The race to lose to J.B. Pritzker

   


     Look at a map.
     Illinois is an oasis of blue state humanity in a desert of red state neo-fascism. Here, women's rights, immigrants welcome and science respected. There, the Handmaid's Tale, build-the-wall and science is what the most conservative parents in a school say it is.
     So despite the mega-millions pumped into the Illinois gubernatorial race, I haven't really been paying close attention, assuming that whoever the Republicans toss up against him, Gov. J.B. Pritzker has to be re-elected. He battled COVID smartly. He worked with the rebarbative Lori Lightfoot the best anyone could. It hardly matters which Republican neophyte he defeats.
     I do have a particular distaste for Richard Irvin, the Aurora mayor and ventriloquist's dummy sitting on the knee of Ken Griffin, the richest man in Illinois, opening and closing his wooden yap while $50 million worth of advertising spews out. Irvin tarred opponents for voting for Joe Biden without ever revealing who he voted for—not wanting to be outed as a former Democrat, or damned as a MAGA wannabe.

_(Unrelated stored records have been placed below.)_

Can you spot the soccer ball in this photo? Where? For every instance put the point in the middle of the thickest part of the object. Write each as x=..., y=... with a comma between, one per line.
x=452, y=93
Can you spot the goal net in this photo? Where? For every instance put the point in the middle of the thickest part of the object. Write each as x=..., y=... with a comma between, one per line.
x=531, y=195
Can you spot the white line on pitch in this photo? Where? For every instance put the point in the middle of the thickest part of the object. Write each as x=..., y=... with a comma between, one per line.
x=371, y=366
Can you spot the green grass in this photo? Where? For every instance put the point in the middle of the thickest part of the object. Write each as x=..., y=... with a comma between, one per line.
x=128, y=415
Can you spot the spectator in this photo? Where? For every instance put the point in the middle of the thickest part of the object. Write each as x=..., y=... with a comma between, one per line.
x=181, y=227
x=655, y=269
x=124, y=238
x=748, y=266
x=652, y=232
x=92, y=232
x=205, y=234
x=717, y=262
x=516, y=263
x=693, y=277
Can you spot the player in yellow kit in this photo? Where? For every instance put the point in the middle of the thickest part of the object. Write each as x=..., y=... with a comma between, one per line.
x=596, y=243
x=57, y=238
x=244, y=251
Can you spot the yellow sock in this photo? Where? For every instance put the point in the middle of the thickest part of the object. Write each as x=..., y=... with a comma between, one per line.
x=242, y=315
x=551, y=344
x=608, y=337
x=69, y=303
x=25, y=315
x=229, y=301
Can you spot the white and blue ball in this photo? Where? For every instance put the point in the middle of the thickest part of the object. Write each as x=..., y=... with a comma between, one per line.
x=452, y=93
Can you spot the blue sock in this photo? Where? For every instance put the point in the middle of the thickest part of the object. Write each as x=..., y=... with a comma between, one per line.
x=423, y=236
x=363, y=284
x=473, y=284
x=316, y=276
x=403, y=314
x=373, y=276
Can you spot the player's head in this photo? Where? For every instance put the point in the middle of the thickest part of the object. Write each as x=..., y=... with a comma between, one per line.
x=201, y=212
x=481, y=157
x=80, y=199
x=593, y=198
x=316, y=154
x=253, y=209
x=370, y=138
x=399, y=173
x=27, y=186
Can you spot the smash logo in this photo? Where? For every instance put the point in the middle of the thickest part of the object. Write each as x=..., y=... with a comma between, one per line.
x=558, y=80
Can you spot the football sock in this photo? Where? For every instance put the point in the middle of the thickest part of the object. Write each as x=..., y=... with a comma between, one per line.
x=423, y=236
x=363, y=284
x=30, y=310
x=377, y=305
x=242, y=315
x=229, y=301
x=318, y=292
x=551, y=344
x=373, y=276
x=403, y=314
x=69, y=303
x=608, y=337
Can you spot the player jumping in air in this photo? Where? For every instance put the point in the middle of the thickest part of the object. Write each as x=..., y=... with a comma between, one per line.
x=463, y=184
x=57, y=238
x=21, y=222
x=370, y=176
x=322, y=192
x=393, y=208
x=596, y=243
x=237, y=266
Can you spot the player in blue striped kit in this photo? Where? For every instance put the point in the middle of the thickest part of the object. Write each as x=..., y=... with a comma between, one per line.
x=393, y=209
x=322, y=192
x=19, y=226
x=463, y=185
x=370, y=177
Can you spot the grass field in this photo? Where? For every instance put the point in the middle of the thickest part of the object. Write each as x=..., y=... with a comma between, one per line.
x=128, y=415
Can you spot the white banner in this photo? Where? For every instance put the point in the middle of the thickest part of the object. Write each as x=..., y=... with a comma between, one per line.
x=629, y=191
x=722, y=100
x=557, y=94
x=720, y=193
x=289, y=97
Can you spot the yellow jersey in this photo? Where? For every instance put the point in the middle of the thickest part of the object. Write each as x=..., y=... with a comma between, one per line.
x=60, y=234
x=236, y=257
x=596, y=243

Wanting to both lure Southern Illinois's considerable population of MAGA zombies to lope in his direction while not repelling off what old style conservative Republicans remain and aren't really paying attention.
     Then Bailey got on my radar with a single word. He will stop the "indoctrination" of our children. What we used to call "teaching history," but now Republicans are attempting to slur with their dubious practice of attaching a bad word to something unobjectionable, the way gay individuals wanting to marry each other are described as homosexuals pushing "an agenda."
     I'll say it again. No nation is great because everything they did is a chest-swelling jubilee. Part of being a truly great nation is the ability to confront reality, good and ill. Meanwhile, part of being a totalitarian state is fear that the truth will undo you and must be suppressed. Thus, in an undeniable irony, it is the courageous patriot who will stare unashamed at the full, true, sometimes awful history of any country, and the cringing traitor who insists it must be presented as an unbroken triumphal procession, who passes laws trying to ensure that his children pass through the educational system and end up as ignorant as himself. 
      Give Bailey credit: it works. Ya gotta put the slop where the pigs can get at it.
      A Sun-Times/WBEZ poll found Bailey leading Irvin by almost 2-to-1—guess money can't buy everything. Panicking, Irvin rolled out the tagline, “Cut the fat. Clean up Springfield." This is not only a despicable reference to Pritzker's girth, but a sign of typical Republican oblivious, since after years of austerity budgets, there really isn't much fat left to cut. What are they going to take the old meat cleaver to? Social services? Ah, hahahahahahahaha. 
      I don't want to minimize the importance of a Democratic governor. As the Republican Party becomes the party of sedition, state governors play a key role in either preserving or traducing free elections and a safe vote. Whether the GOP elephant, ravaged by the Trump virus, ends up with either Irvin or Bailey on its back, we have to keep a clear eye on what this race is about: preserving Democratic fact-based, human-oriented policy against creeping Trumpism and fascist fantasy and suppression. Pritzker will win by presenting who he is, while Bailey or Irvin will try to win by pretending to be what they're not.